Thursday, April 24, 2014
Acoustic Stories: Pickin' for the Prez and Other Unamplified Stories by Bill Amatneek - Book Review
Acoustic Stories: Pickin' for thePrez and Other Unamplified Stories by Bill Amatneek is self-published series of thirty-three tales and vignettes first published in 2003 and now updated, with a few new chapters and released in 2013. The stories, clearly labeled as based on Amatneek's experiences but, perhaps, embellished and run through the wringer of memory and nostalgia, and then burnished to an often polished and lyrical shimmer shining through the years of experience and memory. While self publishing still lies on the fringes of the publishing world, it should not be looked upon as barren ground. Many new books are self-published these days, and a good portion of these are at least readable, while some have become best sellers, thanks largely to the new distribution patterns championed by Amazon. Amatneek, in his introduction, cautions the reader that although there are thirty-three chapters which might ask to be skimmed, readers should read the book straight through to pick up all the nuances and inter-relationships. I found, however, that while I read all the chapters through faithfully, some are much better than others, and a few might better have been left out of this 2nd edition altogether.

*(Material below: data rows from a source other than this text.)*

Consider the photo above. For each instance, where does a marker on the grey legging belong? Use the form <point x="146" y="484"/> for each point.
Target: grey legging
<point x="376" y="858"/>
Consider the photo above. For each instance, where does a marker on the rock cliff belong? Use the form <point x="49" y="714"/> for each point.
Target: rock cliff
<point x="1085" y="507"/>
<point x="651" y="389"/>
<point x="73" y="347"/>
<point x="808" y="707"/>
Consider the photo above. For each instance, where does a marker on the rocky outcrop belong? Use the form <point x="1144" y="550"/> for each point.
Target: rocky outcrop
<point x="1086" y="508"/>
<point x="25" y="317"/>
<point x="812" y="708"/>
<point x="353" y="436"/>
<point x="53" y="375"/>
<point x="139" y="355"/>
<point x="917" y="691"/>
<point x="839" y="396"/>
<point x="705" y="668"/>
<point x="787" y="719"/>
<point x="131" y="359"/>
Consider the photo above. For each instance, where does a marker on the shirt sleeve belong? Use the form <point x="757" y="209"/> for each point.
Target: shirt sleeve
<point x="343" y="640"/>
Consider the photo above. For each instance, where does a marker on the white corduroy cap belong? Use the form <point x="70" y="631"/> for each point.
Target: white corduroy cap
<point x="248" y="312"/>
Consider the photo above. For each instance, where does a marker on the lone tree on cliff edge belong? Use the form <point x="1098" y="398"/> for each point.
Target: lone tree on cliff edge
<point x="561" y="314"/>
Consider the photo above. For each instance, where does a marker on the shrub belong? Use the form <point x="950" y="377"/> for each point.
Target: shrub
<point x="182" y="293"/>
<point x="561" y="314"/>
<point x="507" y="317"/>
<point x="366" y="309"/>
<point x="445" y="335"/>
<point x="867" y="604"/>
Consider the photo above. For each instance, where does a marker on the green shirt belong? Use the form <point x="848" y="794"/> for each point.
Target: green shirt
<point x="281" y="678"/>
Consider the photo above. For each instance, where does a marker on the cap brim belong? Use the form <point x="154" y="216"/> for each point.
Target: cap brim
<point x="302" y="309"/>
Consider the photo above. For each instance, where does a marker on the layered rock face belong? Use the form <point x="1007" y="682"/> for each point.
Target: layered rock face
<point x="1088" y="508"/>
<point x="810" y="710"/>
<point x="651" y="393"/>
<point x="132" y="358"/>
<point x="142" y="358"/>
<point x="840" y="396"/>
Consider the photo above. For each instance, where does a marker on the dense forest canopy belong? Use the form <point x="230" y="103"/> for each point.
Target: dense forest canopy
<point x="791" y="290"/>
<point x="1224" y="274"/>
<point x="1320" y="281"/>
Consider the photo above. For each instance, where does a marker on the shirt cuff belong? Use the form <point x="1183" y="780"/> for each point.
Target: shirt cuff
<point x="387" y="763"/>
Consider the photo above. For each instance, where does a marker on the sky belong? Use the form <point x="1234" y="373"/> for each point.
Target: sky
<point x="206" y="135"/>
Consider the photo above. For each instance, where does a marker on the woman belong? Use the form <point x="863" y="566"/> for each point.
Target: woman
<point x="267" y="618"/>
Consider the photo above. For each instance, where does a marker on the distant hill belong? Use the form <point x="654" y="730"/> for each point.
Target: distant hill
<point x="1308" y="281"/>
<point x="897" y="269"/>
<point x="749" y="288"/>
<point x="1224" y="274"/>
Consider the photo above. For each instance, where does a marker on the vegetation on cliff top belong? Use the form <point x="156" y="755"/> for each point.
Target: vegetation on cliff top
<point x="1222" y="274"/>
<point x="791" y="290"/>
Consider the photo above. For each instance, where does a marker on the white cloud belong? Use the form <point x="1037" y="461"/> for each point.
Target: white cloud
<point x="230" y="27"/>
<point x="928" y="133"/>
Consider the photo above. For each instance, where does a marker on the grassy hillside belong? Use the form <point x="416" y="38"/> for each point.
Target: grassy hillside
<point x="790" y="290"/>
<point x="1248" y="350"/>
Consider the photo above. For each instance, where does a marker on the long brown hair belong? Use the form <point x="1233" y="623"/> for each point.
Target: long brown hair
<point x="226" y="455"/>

Bill Amatneek grew up in Manhattan's Greenwich Village during the 1950's and 1960's during the folk craze at a time when people like Pete Seeger and his band The Weavers were often guests in his home because his Dad was an engineer for Consumer Reports, and the latest in recording devices were often available in his home for musicians to be able to hear themselves. Amatneek was a regular in the folk scene, attended the first Philadelphia Folk Festival in 1963, began playing the bass, and eventually left for the West Coast, where he has been a regular on the music scene playing bluegrass, jazz, folk, and ethnic music in a number of settings, sometimes as a regular with a band, and at others as a fill-in for bands making a western swing. His stories are all filtered through his very personal lens and brand of left wing politics, which I often found myself agreeing with while, at the same time, wishing he had left them out of the complex, inter-related mix. His writing focuses on putting what he hears onto paper often shows the greatest insight, and was the part of his stories I appreciated most.

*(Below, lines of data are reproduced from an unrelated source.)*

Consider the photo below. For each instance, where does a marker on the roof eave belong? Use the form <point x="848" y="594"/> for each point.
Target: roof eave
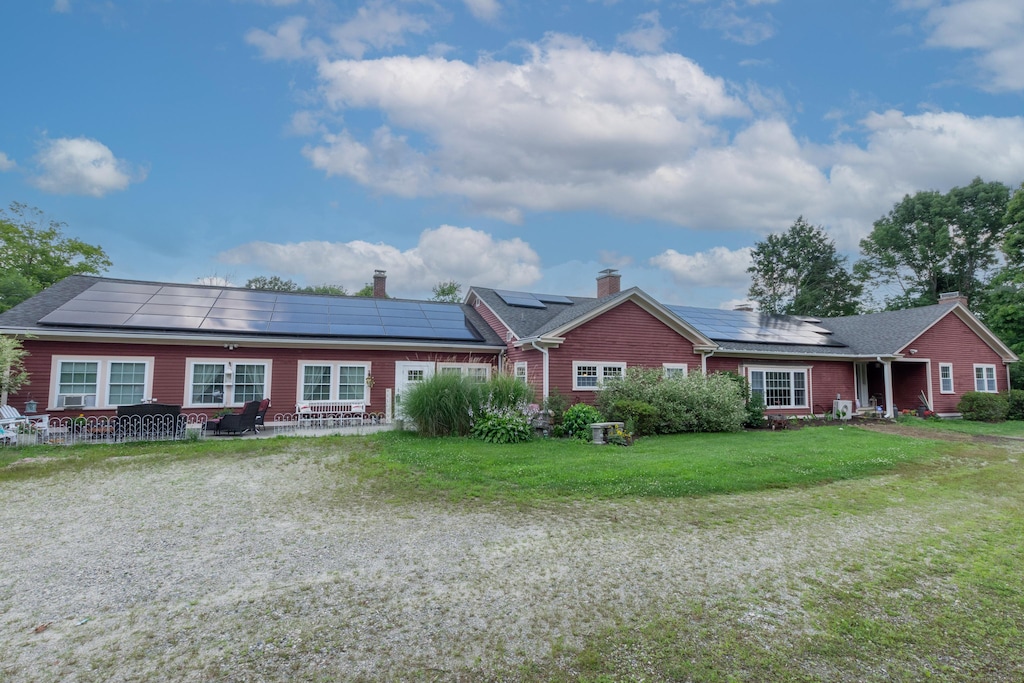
<point x="242" y="340"/>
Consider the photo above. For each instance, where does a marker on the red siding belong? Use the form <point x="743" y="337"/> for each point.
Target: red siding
<point x="950" y="340"/>
<point x="170" y="368"/>
<point x="625" y="334"/>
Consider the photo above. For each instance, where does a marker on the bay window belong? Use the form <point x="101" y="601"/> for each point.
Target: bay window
<point x="590" y="376"/>
<point x="780" y="387"/>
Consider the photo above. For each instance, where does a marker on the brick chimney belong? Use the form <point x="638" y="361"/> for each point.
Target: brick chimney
<point x="609" y="282"/>
<point x="380" y="284"/>
<point x="952" y="297"/>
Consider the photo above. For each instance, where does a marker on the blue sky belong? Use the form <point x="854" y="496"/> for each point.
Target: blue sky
<point x="498" y="142"/>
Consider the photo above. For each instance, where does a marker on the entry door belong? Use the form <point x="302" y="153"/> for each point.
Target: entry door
<point x="408" y="374"/>
<point x="860" y="372"/>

He writes with insight about Tony Rice's passion and precision in powering out the famous Clarence White guitar. His views of Rice's tone and drive gave me insights I have read from no-one else. He accompanied the David Grisman Quintet to Paris where he details the Rice and Grisman's discovery of a Gypsy luthier who had a large supply of tortoise shell picks he was willing to let them pick through. The profile of Lou Gottlieb, organizer and the force behind the Limelighters, helped me better understand this group I loved so much in the late 1950's and early sixties. Gottlieb's forcing him to take a close look at the lyrics of “Danny Boy” provides a lesson into finding one's way into a song. Many of Amatneek's tales capture that period through the sixties and seventies with a level of respect and love both rare and unfashionable today. He refers to people who are too young, who've only known “the Greed,” as having forgotten the communal ideals of the counter-culture, or hippie days. I found his description of his visit to France for the D-day fortieth anniversary and the dedication of monument to the Lincoln Brigade from the Spanish Civil War held in San Francisco to be less rewarding, but they might reach successfully into other people's hearts. So much has been written about Pete Seeger that Amatneek has little to add to the story. For people interested in how to get the good interview, his afternoon with Aretha Franklin speaks volumes. His chapters, I think new chapters in this addition of the book, on Roland White and Jim Hurst are wonderful. In the chapter on Hurst he captures the dilemma of bluegrass music in the 21st century. With chapters on Bill Monroe and Eric Bibb he finds a way to access the essential blues elements in bluegrass while exploring the issue of race in America in almost the same breath. And don't miss the love affair in his mind with Mary Travers through the decades.
In his Preface to this edition, Amatneek is clear that a story-teller has a different responsibility than a journalist when it comes to separating truth from facts. Journalists, typically are charged with finding facts and allowing the reader to infer the facts. A story teller is more likely to spin a tale which seeks to illuminate truths he finds in his experiences. Whether such truths will be experienced in the same way by different readers or how the author wishes is up in the air, and should be so. So, as Amatneek wends his way from the folk sixties to the multi-culural twenty-first century, finding himself playing bass in a belly-dance band, the reader is treated to the lifetime of experiences and insights gained by a seeker of truth who had the opportunity to play with some of the finest musicians of his era. Many of the stories are engaging and illuminating. The writing is filled with both love and insight. Acoustic Stories was provided to me by the author in a hardback format, which, these days, is unusual for me. It can be ordered from the author at www.acousticstories.com.